Aug 17, 2018 | 2:00 PM

Mayor Greg Dionne acknowledges holding the 2020 municipal and provincial elections a few days apart could be problematic on a number of fronts, and supports pushing the municipal vote back one year.

The Ministry of Government Relations confirmed they are reaching out to school boards, municipalities and stakeholders on potential changes to the municipal election date, including pushing it to Oct. 27, 2021, over its scheduled Oct. 28, 2020 date. The province is asking all municipalities to submit comments by Aug. 24, though the ministry has no fixed date to finalize a decision.

As it stands, Saskatchewanians will head to the polls on Nov. 2, 2020, for the next provincial election — just five days after they would stuff ballot boxes for civic, school board and some rural municipality seats.

This conflict arose when the Saskatchewan Party tweaked the previous provincial election date from fall 2015 to spring 2016 as to avoid a tangle with the federal election that year. 

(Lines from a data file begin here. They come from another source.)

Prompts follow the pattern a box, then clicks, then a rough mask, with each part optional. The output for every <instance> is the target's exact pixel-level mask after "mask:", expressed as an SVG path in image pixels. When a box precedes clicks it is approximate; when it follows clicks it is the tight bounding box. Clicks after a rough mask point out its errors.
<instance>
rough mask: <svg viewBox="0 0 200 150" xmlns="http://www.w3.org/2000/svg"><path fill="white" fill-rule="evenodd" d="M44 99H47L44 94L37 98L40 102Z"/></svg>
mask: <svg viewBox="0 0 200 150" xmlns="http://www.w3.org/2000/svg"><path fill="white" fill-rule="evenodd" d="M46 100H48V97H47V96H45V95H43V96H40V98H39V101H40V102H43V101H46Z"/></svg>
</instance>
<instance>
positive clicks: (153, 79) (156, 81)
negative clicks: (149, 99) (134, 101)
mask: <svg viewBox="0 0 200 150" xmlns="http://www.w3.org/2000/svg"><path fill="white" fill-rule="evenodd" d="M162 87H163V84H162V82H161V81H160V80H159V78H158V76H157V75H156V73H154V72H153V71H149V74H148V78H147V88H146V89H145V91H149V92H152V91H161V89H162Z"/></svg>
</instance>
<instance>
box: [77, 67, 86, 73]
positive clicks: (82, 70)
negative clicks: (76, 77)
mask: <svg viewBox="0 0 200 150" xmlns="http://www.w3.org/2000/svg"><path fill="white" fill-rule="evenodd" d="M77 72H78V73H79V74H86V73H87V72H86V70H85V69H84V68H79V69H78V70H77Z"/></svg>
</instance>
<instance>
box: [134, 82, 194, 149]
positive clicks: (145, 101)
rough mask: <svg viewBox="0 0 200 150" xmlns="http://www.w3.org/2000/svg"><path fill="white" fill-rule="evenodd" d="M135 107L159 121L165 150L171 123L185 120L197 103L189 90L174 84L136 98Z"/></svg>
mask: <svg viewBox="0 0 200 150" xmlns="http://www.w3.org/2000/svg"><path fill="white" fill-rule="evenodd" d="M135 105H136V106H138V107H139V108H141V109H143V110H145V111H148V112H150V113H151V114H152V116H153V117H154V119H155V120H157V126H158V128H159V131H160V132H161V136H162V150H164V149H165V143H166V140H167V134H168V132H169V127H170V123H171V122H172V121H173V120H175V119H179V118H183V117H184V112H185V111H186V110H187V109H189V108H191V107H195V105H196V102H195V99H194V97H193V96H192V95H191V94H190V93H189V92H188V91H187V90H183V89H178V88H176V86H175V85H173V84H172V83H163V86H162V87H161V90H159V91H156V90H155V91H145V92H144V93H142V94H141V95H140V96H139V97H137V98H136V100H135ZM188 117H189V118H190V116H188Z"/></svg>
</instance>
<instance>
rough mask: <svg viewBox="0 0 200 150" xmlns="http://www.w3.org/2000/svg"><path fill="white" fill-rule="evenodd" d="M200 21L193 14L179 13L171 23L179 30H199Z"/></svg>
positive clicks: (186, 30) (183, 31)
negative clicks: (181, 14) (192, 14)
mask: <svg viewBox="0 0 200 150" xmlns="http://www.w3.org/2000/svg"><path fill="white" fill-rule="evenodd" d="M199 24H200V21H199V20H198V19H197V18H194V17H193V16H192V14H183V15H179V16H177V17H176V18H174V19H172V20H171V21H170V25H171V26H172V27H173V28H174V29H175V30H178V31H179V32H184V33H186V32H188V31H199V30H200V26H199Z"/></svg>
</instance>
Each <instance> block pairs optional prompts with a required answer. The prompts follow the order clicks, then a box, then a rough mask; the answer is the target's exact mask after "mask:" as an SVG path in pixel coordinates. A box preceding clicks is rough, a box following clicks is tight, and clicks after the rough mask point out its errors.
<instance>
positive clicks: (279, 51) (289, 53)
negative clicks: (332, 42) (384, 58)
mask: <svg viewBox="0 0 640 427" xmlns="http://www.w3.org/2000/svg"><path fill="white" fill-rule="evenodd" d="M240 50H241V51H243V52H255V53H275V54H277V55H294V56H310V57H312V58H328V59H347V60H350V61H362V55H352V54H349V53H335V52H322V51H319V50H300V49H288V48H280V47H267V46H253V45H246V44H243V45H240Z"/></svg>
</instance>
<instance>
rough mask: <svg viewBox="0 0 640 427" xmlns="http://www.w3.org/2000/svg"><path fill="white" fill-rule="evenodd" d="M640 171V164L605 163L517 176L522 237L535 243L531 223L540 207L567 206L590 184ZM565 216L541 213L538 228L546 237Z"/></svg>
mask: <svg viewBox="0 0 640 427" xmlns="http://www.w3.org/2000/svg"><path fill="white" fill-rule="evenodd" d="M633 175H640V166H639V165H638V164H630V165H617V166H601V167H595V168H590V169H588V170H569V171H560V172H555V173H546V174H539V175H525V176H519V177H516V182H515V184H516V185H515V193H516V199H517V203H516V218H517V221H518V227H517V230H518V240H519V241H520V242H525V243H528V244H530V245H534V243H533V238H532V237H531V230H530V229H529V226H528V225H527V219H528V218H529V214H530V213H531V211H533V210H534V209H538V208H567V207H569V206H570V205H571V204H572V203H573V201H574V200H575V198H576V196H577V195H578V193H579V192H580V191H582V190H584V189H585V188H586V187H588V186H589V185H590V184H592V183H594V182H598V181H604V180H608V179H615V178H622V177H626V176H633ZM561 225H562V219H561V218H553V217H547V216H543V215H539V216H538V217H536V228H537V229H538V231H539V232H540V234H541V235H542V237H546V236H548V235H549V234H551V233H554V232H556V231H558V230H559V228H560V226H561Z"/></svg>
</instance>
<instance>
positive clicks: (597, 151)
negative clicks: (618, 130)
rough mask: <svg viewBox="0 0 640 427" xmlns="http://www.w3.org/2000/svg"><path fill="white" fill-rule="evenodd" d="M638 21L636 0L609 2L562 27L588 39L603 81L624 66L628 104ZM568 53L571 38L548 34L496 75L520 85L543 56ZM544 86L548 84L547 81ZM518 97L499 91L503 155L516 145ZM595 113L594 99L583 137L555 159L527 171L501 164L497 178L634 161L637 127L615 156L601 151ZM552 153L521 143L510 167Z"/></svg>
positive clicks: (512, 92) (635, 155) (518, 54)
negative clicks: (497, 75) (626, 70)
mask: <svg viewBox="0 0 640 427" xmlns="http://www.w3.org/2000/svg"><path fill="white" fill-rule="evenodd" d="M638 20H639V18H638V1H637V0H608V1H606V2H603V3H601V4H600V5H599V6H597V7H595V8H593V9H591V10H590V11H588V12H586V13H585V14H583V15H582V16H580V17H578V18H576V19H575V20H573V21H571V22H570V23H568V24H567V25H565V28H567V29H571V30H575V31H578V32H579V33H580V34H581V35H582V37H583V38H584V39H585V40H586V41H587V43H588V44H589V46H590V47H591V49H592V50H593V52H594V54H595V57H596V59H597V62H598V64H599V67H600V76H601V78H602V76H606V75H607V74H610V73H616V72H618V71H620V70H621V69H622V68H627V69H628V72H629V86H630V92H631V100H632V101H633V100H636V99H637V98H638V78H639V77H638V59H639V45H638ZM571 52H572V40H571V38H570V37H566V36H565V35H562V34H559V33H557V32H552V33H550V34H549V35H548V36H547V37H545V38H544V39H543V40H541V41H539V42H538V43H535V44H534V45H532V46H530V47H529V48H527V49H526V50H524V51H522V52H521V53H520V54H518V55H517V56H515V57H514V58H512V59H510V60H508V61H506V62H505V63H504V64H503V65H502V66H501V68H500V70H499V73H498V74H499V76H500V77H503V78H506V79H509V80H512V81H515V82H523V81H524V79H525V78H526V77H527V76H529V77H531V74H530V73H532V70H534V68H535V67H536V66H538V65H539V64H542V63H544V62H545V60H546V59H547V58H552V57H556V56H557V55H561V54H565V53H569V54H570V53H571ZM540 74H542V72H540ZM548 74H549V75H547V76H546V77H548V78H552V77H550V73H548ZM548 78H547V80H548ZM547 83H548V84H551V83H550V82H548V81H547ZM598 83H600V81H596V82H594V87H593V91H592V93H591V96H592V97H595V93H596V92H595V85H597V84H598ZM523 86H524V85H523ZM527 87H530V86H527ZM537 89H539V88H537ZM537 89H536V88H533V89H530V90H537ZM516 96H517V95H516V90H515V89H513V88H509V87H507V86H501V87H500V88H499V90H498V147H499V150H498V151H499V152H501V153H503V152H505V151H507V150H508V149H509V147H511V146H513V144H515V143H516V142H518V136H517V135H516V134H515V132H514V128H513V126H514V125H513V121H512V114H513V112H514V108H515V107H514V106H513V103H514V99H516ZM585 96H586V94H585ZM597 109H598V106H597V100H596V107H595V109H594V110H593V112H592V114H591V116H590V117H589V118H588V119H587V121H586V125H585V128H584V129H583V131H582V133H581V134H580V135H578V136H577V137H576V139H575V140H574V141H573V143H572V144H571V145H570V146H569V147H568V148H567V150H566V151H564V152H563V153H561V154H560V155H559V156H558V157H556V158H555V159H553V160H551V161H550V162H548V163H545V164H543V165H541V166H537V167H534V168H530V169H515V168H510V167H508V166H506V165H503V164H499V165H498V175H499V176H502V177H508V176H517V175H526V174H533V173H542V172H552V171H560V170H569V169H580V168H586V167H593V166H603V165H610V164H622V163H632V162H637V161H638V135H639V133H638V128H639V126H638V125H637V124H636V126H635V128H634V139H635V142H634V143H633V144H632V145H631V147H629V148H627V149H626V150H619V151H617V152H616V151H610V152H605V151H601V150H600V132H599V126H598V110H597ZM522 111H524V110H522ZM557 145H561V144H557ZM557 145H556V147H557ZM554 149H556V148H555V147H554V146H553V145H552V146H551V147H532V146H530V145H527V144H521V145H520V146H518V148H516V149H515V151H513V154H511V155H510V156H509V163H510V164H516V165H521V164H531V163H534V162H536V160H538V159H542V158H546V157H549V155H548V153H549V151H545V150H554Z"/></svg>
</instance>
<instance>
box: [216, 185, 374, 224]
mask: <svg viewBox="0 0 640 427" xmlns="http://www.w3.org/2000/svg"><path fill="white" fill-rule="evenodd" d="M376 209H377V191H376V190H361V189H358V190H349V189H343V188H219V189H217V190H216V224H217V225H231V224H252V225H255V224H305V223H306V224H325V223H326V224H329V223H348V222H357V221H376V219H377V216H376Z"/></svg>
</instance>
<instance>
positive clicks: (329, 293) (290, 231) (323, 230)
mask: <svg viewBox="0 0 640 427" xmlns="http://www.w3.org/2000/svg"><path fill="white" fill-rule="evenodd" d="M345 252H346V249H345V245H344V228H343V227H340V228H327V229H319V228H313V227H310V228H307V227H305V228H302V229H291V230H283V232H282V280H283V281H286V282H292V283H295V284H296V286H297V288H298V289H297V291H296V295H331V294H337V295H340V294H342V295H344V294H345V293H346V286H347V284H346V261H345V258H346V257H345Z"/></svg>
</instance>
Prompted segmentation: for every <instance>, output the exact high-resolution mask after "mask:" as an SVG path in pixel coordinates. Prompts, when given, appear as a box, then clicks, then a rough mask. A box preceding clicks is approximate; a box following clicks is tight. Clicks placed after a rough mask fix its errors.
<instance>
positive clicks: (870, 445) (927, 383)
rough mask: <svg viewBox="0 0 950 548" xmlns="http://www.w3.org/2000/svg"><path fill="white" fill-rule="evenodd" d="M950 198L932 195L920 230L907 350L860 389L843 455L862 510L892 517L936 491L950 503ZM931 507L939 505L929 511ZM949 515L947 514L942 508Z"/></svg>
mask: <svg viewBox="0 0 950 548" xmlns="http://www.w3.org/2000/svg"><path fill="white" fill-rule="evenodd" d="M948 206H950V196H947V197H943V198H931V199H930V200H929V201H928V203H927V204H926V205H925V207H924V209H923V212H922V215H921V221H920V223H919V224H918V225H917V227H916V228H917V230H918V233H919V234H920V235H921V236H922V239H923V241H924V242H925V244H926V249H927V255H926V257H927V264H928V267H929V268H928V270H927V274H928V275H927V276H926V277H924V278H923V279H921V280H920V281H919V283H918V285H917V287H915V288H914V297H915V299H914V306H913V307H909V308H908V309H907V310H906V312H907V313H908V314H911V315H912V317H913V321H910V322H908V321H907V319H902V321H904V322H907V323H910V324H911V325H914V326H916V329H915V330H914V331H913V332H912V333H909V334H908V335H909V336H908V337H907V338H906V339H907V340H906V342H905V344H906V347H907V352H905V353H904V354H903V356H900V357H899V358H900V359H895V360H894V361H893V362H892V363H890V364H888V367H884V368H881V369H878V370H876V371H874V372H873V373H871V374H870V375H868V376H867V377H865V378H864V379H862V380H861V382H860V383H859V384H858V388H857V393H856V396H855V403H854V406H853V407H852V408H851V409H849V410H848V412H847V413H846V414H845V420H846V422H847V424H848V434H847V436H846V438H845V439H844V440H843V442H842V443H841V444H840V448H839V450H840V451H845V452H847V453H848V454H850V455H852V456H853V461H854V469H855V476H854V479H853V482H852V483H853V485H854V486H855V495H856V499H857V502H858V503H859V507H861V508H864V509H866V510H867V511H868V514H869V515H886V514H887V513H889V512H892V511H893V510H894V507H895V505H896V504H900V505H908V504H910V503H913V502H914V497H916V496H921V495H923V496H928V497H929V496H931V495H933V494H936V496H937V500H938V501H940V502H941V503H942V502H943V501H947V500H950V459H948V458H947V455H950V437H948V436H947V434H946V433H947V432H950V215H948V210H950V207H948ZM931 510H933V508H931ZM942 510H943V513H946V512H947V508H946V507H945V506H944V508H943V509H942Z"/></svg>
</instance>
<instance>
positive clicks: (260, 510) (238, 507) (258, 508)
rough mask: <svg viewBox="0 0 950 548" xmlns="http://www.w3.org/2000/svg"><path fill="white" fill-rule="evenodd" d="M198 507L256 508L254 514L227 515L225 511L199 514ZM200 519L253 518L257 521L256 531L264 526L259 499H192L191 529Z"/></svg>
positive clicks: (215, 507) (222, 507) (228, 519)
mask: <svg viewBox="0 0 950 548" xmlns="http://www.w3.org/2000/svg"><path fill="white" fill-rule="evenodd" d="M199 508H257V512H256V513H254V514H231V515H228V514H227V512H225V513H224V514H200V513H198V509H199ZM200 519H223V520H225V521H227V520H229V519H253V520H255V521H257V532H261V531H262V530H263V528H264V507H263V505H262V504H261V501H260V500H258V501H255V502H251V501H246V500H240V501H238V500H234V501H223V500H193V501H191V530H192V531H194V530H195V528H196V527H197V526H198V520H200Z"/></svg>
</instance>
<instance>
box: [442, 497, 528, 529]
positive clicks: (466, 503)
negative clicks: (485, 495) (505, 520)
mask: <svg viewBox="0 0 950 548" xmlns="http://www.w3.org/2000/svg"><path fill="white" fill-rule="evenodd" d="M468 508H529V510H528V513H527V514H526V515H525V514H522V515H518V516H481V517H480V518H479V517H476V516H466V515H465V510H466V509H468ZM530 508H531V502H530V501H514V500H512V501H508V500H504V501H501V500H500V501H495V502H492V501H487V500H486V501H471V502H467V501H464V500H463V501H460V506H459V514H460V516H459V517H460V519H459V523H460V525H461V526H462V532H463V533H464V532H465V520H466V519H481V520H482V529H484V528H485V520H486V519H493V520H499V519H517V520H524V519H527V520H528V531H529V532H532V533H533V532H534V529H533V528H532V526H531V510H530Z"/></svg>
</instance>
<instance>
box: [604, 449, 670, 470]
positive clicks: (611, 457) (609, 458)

Saskatchewan’s chief electoral officer identified the predicament in a report published in May 2017. At that time, Dr. Michael Boda recommended pushing the provincial election date to April 2021 to avoid “significant confusion for voters” and something “not administratively tenable for provincial and municipal election administrators.” The dates would thereafter revert back to following current legislation, which requires provincial elections be held on the first Monday in November every four years.

Dionne supported the possible pushback on municipal elections as a way to solve the problem, citing voter fatigue and confusion.

“What happened one year, there were three [elections] in a row, and we got a lower voter turnout because people were tired of it,” he said. “That is not right either. I want to make sure we can get the most people out that we can.”

When asked how he defends the fact voters did not head to the ballot box knowing their representatives could serve a five-year mandate, Dionne said “it is not me extending it a year, it is the province.”

“That was the law at the time and they have the right to make the adjustment,” he said.

Longtime provincial and municipal legislator Coun. Don Cody said there is no question something has to be done one way or another and supported a tweak to the municipal date. He pointed to possible headaches administrators could endure should the votes be held just five days apart.

“My suggestion to them would be to push it back. I am not saying it has to be a full year, but let’s say June or something like that,” the Ward 4 councillor told paNOW. “That at least would give us some breathing room to get over one [election] prior to another.”

Cody, however, admitted the government must tread carefully when considering extending mandates, as “we can’t go and perpetuate ourselves into office. You have got to have a time when you see renewal.”

“You have got to look at the democratic way to do it. But at the same time, you have to look at the way it can be done,” he added. “The way I would suggest is hoisting it to June. I think that makes sense but you have to be careful. After all, we don’t want to say, ‘we want to stay in office forever.’”

Cody further defended his June election call, saying it would give first-time councillors more time to become versed in municipal happenings before diving head first into budget deliberations just a few weeks after taking their seat.